The Terraplanes played their first gig at the 1993 Art Fair, so they’ve just completed their twenty-fifth year. They’ll kick off their twenty-sixth with a show at the Zal Gaz Grotto Club on September 21 and another at Live on October 25.

Few other bands, blues or otherwise, have lasted as long, and it’s worth asking what the sextet’s longevity reveals about our town, which–Shakey Jake notwithstanding–was never a place for blues roots.

The band was the creation of Saginaw-born singer, songwriter, and guitarist Jerry Mack. He says he “knew rock was based” on the blues, “but it never really hit me until I started playing it on my guitar. So I realized if I was going to call myself a musician, I had to be able to play or sing the blues.”

The Terraplanes landed a regular gig as host band of a Sunday blues jam at the Blind Pig. That came to an end in 1997 as the club chased the swing craze, but the Terraplanes motored on to the Tap Room and then other local nightspots–the Cavern Club and Arbor Brewing, but also half-forgotten ones like Enzo’s, Goodnight Gracie, the South Lyon Hotel, and Club 23. Mack says he doesn’t know how many gigs the band has played, but it’s probably at least 1,000. They’re part of Ann Arbor’s musical fabric.

They used to play a dozen shows a month. In recent years it’s been down to one or two, but it’s fluctuated in the past and may again. “Now I’ve got the best band,” Mack says. “Now I have a band where everybody likes each other. I’ve been with these guys for five to seven years, and we’re really tight.”

The Terraplanes’ recently concluded long-term gig at Guy Hollerin’s provided abundant testimony to that, with varied sets that might include Elvis or Dr. John in addition to straight blues. The band routinely gets even septuagenarians out on the dance floor.

It takes motivation to keep it fresh, and that motivation is Mack’s creative personality. Supporting himself variously as a postal worker and a house painter over the years–“I have to work for myself, I can’t have a boss,” he says–Mack remains enthusiastic about the blues, and he knows the music back to its origins. (Check out his “Nothin’ But the Blues” and acoustic “Yazoo City Calling” shows on WCBN). He’s continuing to write new music, including an “Oil and Water Don’t Mix” blues song about the Line Five pipeline up north.

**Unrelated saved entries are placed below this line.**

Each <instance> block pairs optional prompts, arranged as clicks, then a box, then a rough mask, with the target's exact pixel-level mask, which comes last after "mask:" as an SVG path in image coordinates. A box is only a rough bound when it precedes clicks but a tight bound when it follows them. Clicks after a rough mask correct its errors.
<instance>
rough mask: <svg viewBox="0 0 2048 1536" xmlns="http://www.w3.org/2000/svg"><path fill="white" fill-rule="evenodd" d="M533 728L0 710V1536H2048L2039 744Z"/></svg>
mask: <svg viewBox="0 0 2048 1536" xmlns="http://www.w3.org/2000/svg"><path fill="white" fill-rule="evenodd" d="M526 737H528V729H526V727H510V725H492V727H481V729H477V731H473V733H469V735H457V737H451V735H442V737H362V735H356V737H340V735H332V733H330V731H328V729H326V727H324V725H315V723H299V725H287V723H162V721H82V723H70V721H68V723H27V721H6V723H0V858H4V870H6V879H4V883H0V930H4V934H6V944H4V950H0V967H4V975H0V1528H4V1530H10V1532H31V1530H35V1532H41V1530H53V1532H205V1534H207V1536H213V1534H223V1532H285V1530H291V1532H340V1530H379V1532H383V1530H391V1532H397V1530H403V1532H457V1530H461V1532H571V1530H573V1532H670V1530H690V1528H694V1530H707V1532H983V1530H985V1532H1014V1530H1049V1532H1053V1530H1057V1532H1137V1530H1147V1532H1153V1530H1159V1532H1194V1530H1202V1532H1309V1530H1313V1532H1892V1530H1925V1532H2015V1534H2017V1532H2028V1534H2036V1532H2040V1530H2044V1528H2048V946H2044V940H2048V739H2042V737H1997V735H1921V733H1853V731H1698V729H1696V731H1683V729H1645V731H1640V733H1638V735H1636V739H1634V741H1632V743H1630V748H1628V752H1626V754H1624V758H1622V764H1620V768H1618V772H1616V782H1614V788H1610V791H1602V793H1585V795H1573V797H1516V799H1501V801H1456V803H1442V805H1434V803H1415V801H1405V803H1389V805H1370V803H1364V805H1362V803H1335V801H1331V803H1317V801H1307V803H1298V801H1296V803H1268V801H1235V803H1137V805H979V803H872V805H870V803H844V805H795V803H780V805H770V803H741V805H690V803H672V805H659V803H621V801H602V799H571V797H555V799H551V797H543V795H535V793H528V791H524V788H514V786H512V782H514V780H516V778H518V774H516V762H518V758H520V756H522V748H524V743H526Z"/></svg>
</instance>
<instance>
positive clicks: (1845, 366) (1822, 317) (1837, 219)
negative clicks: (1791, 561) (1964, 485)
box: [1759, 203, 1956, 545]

“My advice to younger blues players is to put more space between the notes, and let the space fill up with your soul,” he says. In a time when agents and consultants often rule even the music known as folk, Mack is as honest as musicians come.

That’s where the Terraplanes fit into the culture of Ann Arbor. This is a town where you can live out a musical identity for a quarter of a century.